Ich habe mit Herrn Schlingelhof darüber gesprochen und die Erlaubnis erhalten, auch ein wenig den Menschen hinter der Firma vorzustellen. Das ist mir deswegen möglich, weil wir seit Jahrzehnten ein recht gutes Verhältnis zueinander haben. So habe ich also einige interessante Geschichten von und mit Herrn Schlingelhof erfahren, die ich hier in Auszügen wiedergeben darf.

Herr Schlingelhof kam, wie so viele Sammler der Vorkriegsgeneration, über Wiking-Modelle zu unserem herrlichen Hobby. Er erzählte mir, dass der Erwerb seines ersten Modells vom mühsam abgesparten Taschengeld auf … sagen wir „wenig Gegenliebe“ beim Erziehungsberechtigten traf. Um deswegen nun nicht nochmals mit diesem zusammenzustoßen, begann der junge Heinz-Dieter mit dem eigenhändigen Bau von Modellen. Diese wurden zumeist aus Pappe und später Zigarrenkisten gefertigt. Da er auf diesem Gebiet sein Talent entdeckte, baute er seine Modellflotte mithilfe des Weyers ordentlich weiter aus, was auch den Vorteil für ihn hatte über Einheiten zu verfügen, welche die Freunde nicht hatten, weil sie bei Wiking nicht im Sortiment waren.
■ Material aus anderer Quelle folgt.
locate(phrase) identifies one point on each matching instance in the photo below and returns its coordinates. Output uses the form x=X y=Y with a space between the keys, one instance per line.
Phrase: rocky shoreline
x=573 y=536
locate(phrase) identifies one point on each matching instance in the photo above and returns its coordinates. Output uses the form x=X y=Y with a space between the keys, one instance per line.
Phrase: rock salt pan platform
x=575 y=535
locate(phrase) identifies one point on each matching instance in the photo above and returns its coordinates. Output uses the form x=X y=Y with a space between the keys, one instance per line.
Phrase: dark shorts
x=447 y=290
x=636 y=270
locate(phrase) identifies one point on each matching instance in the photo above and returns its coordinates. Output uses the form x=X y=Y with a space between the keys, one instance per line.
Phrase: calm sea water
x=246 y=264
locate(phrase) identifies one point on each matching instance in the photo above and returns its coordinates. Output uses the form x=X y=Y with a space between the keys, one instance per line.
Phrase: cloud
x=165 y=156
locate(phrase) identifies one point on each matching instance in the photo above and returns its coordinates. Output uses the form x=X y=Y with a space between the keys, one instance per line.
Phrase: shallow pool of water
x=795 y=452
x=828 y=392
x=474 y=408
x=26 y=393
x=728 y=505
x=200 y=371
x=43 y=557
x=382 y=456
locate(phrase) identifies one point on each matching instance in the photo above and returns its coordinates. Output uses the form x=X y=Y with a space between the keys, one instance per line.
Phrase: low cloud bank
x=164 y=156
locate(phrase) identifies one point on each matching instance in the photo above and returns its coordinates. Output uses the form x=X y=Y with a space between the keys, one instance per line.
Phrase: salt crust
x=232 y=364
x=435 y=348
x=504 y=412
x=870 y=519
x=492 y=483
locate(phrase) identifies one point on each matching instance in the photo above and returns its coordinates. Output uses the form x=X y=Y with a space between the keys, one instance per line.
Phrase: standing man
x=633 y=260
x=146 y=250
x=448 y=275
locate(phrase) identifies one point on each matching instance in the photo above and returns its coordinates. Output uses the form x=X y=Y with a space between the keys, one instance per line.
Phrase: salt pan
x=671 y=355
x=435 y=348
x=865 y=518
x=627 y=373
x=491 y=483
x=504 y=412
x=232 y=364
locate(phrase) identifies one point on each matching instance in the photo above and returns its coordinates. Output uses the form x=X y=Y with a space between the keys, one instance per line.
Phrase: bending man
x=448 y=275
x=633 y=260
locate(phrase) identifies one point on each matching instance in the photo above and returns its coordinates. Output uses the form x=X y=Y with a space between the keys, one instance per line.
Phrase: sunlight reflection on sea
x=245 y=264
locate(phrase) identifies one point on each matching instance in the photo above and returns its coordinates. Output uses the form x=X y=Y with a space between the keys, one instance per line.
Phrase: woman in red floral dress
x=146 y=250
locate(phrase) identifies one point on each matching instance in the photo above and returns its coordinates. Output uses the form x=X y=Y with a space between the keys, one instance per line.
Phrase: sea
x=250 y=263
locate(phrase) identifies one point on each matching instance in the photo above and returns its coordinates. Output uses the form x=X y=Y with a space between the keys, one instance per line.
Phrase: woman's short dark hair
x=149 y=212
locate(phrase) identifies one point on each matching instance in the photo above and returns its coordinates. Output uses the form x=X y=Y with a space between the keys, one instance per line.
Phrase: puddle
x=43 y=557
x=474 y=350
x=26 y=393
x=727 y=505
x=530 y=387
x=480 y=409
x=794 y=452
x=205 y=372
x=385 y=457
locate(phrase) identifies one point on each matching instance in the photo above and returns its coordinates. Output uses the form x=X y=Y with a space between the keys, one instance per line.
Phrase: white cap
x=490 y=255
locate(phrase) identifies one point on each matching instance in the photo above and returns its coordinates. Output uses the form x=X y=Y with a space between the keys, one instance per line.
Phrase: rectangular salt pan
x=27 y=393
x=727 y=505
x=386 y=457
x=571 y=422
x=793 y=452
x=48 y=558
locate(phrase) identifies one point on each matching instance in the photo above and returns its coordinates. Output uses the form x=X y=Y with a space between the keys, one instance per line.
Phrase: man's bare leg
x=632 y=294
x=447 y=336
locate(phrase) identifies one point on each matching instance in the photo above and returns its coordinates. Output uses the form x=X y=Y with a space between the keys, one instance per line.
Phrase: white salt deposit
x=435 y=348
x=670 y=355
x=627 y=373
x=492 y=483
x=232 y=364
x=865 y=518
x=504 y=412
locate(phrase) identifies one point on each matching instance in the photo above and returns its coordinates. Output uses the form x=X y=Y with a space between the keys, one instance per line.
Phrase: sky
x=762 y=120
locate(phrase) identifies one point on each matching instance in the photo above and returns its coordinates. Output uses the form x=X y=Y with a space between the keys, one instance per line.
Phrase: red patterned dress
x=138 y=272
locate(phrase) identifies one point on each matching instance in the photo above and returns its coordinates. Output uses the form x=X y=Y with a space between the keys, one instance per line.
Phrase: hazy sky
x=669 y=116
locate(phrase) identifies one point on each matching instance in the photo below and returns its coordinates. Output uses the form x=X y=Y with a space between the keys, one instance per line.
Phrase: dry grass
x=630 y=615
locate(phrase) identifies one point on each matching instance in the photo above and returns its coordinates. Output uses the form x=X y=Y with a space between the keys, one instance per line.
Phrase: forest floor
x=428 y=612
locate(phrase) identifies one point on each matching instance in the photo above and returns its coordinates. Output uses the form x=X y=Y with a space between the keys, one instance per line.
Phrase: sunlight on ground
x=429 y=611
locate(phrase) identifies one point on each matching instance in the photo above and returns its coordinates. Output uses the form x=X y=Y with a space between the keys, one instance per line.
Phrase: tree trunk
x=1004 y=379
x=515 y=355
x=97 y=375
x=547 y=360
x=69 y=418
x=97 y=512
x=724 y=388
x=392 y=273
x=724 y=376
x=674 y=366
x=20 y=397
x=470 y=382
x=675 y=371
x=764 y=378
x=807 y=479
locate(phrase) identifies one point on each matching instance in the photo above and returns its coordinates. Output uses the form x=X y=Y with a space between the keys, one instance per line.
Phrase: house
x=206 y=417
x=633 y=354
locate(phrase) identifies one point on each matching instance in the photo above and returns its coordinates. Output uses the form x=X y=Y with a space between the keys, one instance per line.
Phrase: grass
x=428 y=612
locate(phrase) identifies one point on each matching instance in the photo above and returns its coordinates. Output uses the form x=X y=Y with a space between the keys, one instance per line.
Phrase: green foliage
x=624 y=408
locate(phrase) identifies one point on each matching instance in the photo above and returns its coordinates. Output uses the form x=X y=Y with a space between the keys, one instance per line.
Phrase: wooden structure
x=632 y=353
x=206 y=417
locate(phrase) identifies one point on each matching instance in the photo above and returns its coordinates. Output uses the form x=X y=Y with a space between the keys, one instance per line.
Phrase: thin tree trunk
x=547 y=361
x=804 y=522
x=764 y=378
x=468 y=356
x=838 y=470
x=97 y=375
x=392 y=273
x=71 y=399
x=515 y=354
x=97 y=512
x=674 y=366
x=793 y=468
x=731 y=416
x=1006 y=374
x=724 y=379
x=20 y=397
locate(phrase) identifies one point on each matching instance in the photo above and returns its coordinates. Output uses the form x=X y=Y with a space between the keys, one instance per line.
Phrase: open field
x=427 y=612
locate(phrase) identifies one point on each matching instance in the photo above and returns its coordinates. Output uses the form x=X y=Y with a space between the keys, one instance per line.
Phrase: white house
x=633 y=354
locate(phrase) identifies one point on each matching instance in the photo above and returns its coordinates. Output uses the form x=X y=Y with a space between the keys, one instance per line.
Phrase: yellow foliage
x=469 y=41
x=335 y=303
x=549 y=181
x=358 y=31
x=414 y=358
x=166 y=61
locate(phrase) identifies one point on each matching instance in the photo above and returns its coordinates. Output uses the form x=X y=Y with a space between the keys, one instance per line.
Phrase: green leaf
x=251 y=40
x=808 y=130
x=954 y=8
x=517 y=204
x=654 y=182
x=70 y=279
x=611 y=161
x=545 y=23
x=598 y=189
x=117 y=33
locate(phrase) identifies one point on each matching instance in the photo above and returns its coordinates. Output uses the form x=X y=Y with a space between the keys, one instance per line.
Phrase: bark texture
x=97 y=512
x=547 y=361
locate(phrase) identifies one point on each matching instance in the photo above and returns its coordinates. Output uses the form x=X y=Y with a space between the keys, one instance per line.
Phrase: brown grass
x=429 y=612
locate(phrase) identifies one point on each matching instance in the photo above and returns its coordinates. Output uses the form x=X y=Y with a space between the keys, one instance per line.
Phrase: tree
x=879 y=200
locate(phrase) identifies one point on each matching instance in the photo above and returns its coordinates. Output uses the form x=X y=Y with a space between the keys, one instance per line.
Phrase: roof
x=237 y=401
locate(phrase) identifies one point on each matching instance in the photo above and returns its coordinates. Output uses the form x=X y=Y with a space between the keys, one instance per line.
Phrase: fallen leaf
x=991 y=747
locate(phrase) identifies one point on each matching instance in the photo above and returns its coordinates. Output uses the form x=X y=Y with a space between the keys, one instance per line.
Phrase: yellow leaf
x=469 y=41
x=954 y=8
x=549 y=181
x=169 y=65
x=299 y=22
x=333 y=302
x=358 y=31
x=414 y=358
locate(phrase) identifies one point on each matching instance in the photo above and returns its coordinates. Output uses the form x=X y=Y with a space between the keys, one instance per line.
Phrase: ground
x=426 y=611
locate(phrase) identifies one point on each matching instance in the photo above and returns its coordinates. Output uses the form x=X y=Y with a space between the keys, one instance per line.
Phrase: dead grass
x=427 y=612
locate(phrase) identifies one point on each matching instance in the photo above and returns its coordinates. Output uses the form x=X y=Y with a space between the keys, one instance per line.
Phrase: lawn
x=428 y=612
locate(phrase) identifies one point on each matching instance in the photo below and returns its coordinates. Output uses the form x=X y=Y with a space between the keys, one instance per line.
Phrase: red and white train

So konnte also beruhigt im Rahmen von Flottenvergleichsspielen in die Schlacht gezogen werden.

Leider wurden diese unbeschwerten Schlachten schon bald blutiger Ernst und auch Herr Schlingelhof wurde zur Fahne gerufen. Das war im Jahre 1944, als er als Kadett auf Z 39 kam. Insgesamt hielt der liebe Gott in dieser schweren Zeit gleich vier Mal seinen „dicken Daumen dazwischen“ für Herrn Schlingelhof, zwei Mal davon auf Z 39.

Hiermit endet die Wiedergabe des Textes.